My Buddy's Booty is curated around 1 conservative, episode-summary-supported medical case.

Air date: Feb 28, 2006

diagnostic realism

3.6/5

overall

3.6/5

procedure realism

3.5/5

workflow realism

3.7/5

Medical Cases in This Episode

These are the patient stories worth unpacking. Open any case for the real-world medicine, what the episode shows, what it leaves out, and source-backed context.

1 case identified

Case 1

Favorite Patient in Serious Coma

A favorite patient is in a serious coma, and staff process the situation in different ways.

Episode shows
A favorite patient is in a serious coma, and staff process the situation in different ways.
Clinical takeaway
Favorite Patient in Serious Coma is a publishable case because the episode summary identifies a concrete patient, symptom, diagnosis, treatment decision, procedure, or care access issue.
Accuracy 3.7/5favorite-patient-serious-coma

Episode Summary

J.D. is still dealing with his recent breakup and trying not to kill intern Keith, who has become annoyingly perfect. To make matters worse, a favorite patient is in a serious coma and each of the staff finds their own way to deal with it. Dr. Cox and the Janitor bond over drinks at the bar and Carla makes it her mission to make the hospital's gym female friendly. Meanwhile Turk suggests, that J.D. and Elliot find themselves 'booty calls'.

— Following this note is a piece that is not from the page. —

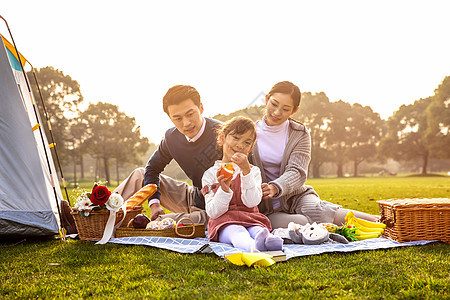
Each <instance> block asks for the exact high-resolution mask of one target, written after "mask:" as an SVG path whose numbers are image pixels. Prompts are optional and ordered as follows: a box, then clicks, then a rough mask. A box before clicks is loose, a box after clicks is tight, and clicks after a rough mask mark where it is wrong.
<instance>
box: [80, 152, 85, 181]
mask: <svg viewBox="0 0 450 300" xmlns="http://www.w3.org/2000/svg"><path fill="white" fill-rule="evenodd" d="M80 173H81V175H80V177H81V179H84V164H83V154H80Z"/></svg>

Differential Diagnosis and Testing Logic

This pass keeps diagnostic logic at the level supported by the episode summary. Real care would require patient history, exam, vital signs, targeted testing, risk assessment, consent, and reassessment.

Medical Accuracy Review

The review avoids unsupported details such as exact lab values, medication doses, procedural steps, timestamps, or final outcomes unless the summary states them.

Sources and Further Reading

Episode evidence comes from the iDRief catalog record and TVmaze episode metadata/API records. Medical education context comes from MedlinePlus, NIH/NIDDK/NHLBI/NCI, CDC, AHRQ, Merck Manual, and related reputable references listed on each case.

Educational Disclaimer

This page is for general education and TV medical analysis only. It is not medical advice, diagnosis, or treatment guidance. iDRief is independent and is not affiliated with any network, studio, streaming service, hospital, medical school, or rights holder.